Are there falcons in California? Yes, there is. In fact, you can find several species of falcons in California. Below are some of them.
California is home to Merlin during winter and non-breeding season. They are known to hunt their prey in pairs and by stalking them. They are small falcons so they feed in small birds like sparrows.
- Prairie Falsons
Prairie falcons camouflaged themselves with their brown color and like to soar high in grasslands and fields to hunt for foods.
- Peregrines Falcons
Peregrines can mostly be found throughout California during the winter season. Their wingspan is 44 inches and they fly 60 miles per hour which can reach up to 200 miles per hour when diving down for their target preys.
How do you identify a falcon?
The falcon is a predatory bird of prey with terrifying agility and speed, considered in such a way as the fastest of all the existing birds that cross the skies and of all the animals on the planet. There are more than 40 different species and falcons scattered around the world, varying in sizes, colors, and weight.

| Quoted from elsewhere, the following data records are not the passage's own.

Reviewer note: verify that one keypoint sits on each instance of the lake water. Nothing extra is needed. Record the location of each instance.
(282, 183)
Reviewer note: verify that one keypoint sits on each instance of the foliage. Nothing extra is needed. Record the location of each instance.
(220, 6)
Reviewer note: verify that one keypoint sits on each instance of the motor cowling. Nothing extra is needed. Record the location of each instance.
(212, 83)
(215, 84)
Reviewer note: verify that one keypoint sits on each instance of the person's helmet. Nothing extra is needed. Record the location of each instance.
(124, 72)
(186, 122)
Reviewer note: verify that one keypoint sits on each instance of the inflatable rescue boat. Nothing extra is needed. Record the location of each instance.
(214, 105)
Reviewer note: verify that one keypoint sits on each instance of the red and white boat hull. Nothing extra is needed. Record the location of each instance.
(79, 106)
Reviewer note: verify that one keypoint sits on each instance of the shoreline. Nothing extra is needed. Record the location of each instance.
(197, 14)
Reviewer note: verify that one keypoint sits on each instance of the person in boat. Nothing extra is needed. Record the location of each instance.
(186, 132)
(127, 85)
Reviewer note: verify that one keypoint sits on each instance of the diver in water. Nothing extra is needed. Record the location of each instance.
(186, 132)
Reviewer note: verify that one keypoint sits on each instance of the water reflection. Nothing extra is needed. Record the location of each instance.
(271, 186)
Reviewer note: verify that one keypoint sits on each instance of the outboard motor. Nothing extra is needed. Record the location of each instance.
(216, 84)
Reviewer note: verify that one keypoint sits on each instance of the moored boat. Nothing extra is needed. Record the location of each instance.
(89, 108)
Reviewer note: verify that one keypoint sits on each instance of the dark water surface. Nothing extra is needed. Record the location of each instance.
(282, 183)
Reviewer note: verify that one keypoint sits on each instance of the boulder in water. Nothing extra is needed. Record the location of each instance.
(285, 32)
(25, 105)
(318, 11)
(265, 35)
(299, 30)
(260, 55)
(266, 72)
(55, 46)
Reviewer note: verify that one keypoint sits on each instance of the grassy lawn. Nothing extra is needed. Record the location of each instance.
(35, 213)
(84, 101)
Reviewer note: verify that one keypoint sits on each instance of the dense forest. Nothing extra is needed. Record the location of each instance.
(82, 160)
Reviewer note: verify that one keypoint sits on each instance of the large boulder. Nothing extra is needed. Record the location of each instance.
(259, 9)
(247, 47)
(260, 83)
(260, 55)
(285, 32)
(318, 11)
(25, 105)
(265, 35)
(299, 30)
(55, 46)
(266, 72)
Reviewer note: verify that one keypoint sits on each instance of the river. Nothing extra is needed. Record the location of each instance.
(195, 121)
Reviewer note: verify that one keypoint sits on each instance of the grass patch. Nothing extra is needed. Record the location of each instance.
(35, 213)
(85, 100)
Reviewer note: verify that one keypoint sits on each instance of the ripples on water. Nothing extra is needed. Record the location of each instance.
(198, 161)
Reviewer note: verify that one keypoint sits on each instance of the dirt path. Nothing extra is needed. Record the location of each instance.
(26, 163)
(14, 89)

If we want to distinguish between all of them, it will be convenient to study their characteristics with detailed images.
Expert Tip: To begin to differentiate falcons from other birds, it must be taken into account that they are birds of considerable size, but they tend to fly very high and are difficult to see up close.
In general, it will be difficult to be able to see it in detail. Even so, there is one characteristic that differentiates most hawks from other birds, and that is that the wings end in a pointed shape.
California is home to four exceptional falcons. No matter where you live or are visiting, you can find a falcon hunting or nesting near you. With keen eyes and the knowledge above, you will be able to spot these falcons in their natural environment.
With four beautiful and active falcons in California, there are plenty of options to see these spectacular birds. Perhaps you live or are visiting the southeastern part of the state, you must check to look for the Prairie Falcon or American Kestrel. They love the open areas for hunting.
If you are visiting or live near the coast, then you have the Peregrin Falcon and the Merlin to look for, since they prefer coastal areas when not migrating.